It could be inferred from the above case that the current law does not restrict or prohibit sub-licensing of a trademark provided that the licensing agreement:
- does not create confusion to the general public;
- Maintains the distinctiveness of the mark;
- The goods or services continue to be associated with the proprietor of the mark.
Process of sub-licensing of trademarks
The Act does not specify any procedure for sub-licensing of trademarks but it has provided for the permitted use as mentioned above with the prior consent of the Registered Proprietor. Hence, it could be sublicensed as per the common law practice in the following two ways:
- Before signing the licensing agreement
A licensee (Registered User) while entering into the agreement with the Licensor (Registered Proprietor) shall insert in the licensing agreement a clause for sub-licensing of trademark and/or any such rights granted to the licensee.
- After signing the licensing agreement
A Registered User (Licensee) during the term of license and with the written consent of the Licensor can enter into an agreement with the sub-licensee by following the steps mentioned below:
- Consent from the registered proprietor
The Licensee needs to take consent from the Licensor in a written agreement for the grants of specified rights and use of the trademark.

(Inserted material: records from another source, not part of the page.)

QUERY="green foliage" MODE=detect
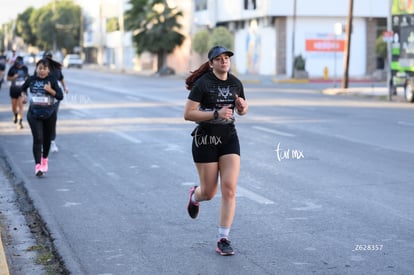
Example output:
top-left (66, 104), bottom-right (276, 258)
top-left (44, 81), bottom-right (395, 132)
top-left (18, 0), bottom-right (81, 51)
top-left (208, 27), bottom-right (233, 50)
top-left (192, 27), bottom-right (233, 56)
top-left (294, 54), bottom-right (306, 70)
top-left (125, 0), bottom-right (185, 71)
top-left (16, 7), bottom-right (37, 46)
top-left (192, 29), bottom-right (210, 55)
top-left (106, 17), bottom-right (120, 33)
top-left (375, 35), bottom-right (387, 59)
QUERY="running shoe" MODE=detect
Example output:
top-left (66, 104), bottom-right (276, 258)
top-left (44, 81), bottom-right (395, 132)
top-left (187, 186), bottom-right (199, 219)
top-left (216, 238), bottom-right (235, 256)
top-left (41, 158), bottom-right (48, 173)
top-left (17, 120), bottom-right (23, 129)
top-left (51, 141), bottom-right (59, 153)
top-left (13, 113), bottom-right (17, 124)
top-left (35, 164), bottom-right (43, 177)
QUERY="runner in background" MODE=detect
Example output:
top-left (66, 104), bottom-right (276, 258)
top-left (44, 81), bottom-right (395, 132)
top-left (0, 51), bottom-right (6, 89)
top-left (44, 51), bottom-right (68, 152)
top-left (7, 50), bottom-right (17, 66)
top-left (7, 56), bottom-right (29, 129)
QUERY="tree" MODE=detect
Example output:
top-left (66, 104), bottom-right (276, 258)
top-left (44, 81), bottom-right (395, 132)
top-left (27, 0), bottom-right (81, 52)
top-left (192, 27), bottom-right (234, 57)
top-left (15, 7), bottom-right (37, 47)
top-left (192, 29), bottom-right (210, 56)
top-left (125, 0), bottom-right (185, 72)
top-left (209, 27), bottom-right (233, 50)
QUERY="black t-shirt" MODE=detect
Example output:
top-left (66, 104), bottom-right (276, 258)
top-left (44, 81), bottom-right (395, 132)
top-left (22, 75), bottom-right (63, 110)
top-left (7, 65), bottom-right (29, 87)
top-left (49, 68), bottom-right (64, 82)
top-left (188, 71), bottom-right (245, 124)
top-left (0, 55), bottom-right (6, 70)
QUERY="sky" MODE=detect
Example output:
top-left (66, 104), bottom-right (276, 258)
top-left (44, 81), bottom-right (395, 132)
top-left (0, 0), bottom-right (51, 24)
top-left (0, 0), bottom-right (119, 25)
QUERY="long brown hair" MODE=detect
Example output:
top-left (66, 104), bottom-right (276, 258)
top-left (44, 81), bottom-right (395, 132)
top-left (185, 61), bottom-right (211, 90)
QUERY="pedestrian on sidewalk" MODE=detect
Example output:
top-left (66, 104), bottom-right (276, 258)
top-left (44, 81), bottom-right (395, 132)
top-left (0, 51), bottom-right (6, 89)
top-left (7, 56), bottom-right (29, 129)
top-left (184, 46), bottom-right (248, 256)
top-left (22, 58), bottom-right (63, 176)
top-left (43, 51), bottom-right (68, 152)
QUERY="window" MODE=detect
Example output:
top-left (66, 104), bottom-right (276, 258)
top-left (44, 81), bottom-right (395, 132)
top-left (244, 0), bottom-right (256, 10)
top-left (195, 0), bottom-right (207, 11)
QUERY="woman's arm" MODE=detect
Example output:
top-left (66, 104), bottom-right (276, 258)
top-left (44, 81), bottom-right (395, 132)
top-left (184, 99), bottom-right (234, 122)
top-left (184, 99), bottom-right (215, 122)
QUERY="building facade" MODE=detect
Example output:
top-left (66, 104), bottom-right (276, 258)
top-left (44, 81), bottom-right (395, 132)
top-left (194, 0), bottom-right (389, 78)
top-left (80, 0), bottom-right (389, 78)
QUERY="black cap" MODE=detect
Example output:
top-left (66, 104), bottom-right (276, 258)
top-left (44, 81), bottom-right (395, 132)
top-left (44, 51), bottom-right (53, 58)
top-left (208, 46), bottom-right (233, 61)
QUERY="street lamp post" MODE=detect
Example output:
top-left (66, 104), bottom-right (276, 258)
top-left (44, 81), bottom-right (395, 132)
top-left (291, 0), bottom-right (297, 78)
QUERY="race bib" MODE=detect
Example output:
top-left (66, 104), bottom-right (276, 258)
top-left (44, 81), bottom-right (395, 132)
top-left (15, 80), bottom-right (25, 86)
top-left (32, 96), bottom-right (51, 105)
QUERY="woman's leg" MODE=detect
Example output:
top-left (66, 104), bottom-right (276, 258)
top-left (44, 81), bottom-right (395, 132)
top-left (11, 98), bottom-right (18, 121)
top-left (27, 113), bottom-right (43, 164)
top-left (218, 154), bottom-right (240, 228)
top-left (42, 112), bottom-right (57, 158)
top-left (16, 96), bottom-right (24, 128)
top-left (194, 162), bottom-right (219, 201)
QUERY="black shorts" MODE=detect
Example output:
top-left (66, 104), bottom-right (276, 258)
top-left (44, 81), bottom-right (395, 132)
top-left (191, 123), bottom-right (240, 163)
top-left (10, 86), bottom-right (23, 99)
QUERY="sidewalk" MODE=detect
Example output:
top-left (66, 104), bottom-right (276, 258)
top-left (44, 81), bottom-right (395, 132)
top-left (0, 230), bottom-right (9, 275)
top-left (0, 172), bottom-right (10, 275)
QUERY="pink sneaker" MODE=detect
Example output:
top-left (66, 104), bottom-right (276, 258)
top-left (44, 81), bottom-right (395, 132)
top-left (41, 158), bottom-right (48, 173)
top-left (35, 164), bottom-right (43, 177)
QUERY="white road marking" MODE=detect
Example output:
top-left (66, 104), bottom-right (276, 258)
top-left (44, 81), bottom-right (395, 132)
top-left (398, 121), bottom-right (414, 127)
top-left (253, 126), bottom-right (296, 137)
top-left (181, 182), bottom-right (275, 205)
top-left (237, 186), bottom-right (275, 204)
top-left (62, 202), bottom-right (81, 207)
top-left (111, 131), bottom-right (142, 144)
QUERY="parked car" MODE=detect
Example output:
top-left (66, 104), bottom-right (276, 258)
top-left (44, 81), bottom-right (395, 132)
top-left (63, 54), bottom-right (83, 68)
top-left (35, 51), bottom-right (45, 63)
top-left (23, 54), bottom-right (35, 65)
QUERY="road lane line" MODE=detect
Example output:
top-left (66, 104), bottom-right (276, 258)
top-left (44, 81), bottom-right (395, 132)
top-left (181, 183), bottom-right (275, 205)
top-left (237, 186), bottom-right (275, 204)
top-left (252, 126), bottom-right (296, 137)
top-left (111, 131), bottom-right (142, 144)
top-left (398, 121), bottom-right (414, 127)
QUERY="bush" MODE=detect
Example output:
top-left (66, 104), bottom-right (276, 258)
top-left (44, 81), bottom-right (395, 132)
top-left (192, 29), bottom-right (210, 55)
top-left (375, 35), bottom-right (387, 59)
top-left (294, 54), bottom-right (306, 70)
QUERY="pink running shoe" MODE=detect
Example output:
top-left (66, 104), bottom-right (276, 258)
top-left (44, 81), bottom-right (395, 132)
top-left (35, 164), bottom-right (43, 177)
top-left (187, 186), bottom-right (199, 219)
top-left (41, 158), bottom-right (48, 173)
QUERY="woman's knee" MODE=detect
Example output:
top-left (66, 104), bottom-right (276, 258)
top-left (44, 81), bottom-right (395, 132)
top-left (199, 186), bottom-right (217, 201)
top-left (221, 182), bottom-right (237, 199)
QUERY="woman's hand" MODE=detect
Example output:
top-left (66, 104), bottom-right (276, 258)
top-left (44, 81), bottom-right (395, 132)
top-left (235, 95), bottom-right (248, 115)
top-left (44, 82), bottom-right (55, 95)
top-left (218, 105), bottom-right (233, 120)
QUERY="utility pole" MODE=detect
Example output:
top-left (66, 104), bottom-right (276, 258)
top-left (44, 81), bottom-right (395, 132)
top-left (291, 0), bottom-right (297, 78)
top-left (342, 0), bottom-right (353, 89)
top-left (119, 0), bottom-right (125, 72)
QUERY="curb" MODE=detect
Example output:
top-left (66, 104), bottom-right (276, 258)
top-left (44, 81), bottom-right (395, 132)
top-left (0, 227), bottom-right (10, 275)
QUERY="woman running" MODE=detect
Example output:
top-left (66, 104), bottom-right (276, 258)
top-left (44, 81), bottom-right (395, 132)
top-left (7, 56), bottom-right (29, 129)
top-left (22, 58), bottom-right (63, 176)
top-left (184, 46), bottom-right (248, 256)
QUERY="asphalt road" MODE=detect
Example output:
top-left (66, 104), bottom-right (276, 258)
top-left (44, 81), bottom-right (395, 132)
top-left (0, 68), bottom-right (413, 274)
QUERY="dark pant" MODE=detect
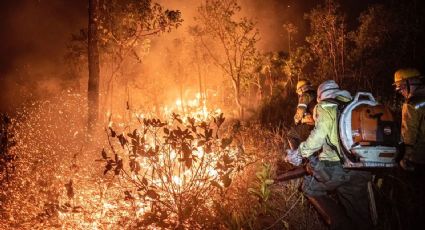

- Trademark sub-license agreement
After obtaining the consent from the Licensor, the sub-licensor (Registered User) should come to terms with the sub-licensee by signing the Trademark sub-licensing Agreement.
- Acceptance by the registrar
The Registrar may give acceptance keeping in mind the terms of agreement for the grant of sub-license to the sub-licensee as a permitted use in a controlled manner where the rights of the Registered Proprietor can be protected and the misuse of the mark must be avoided.
- The Registered Proprietor should inform other registered users of the trademark if any about the sub-licensing.
A Trademark being the indicator of the origin of the product and service must be associated with the proprietor. Sub-licensing is a way to expand trade and business with other proprietors. The licencing agreement should be drafted with such care that it keeps the distinctiveness of the mark while monitoring the quality control of the product and exclusive rights over the trademark by the proprietor. Although, there is no specified definition has been provided in the trademark Act regarding sub-licensing but can be inferred from the provisions of section 2(1)(r). While it is not exclusively provided for sub-licencing, it does not restrict or prohibit sublicense of the mark.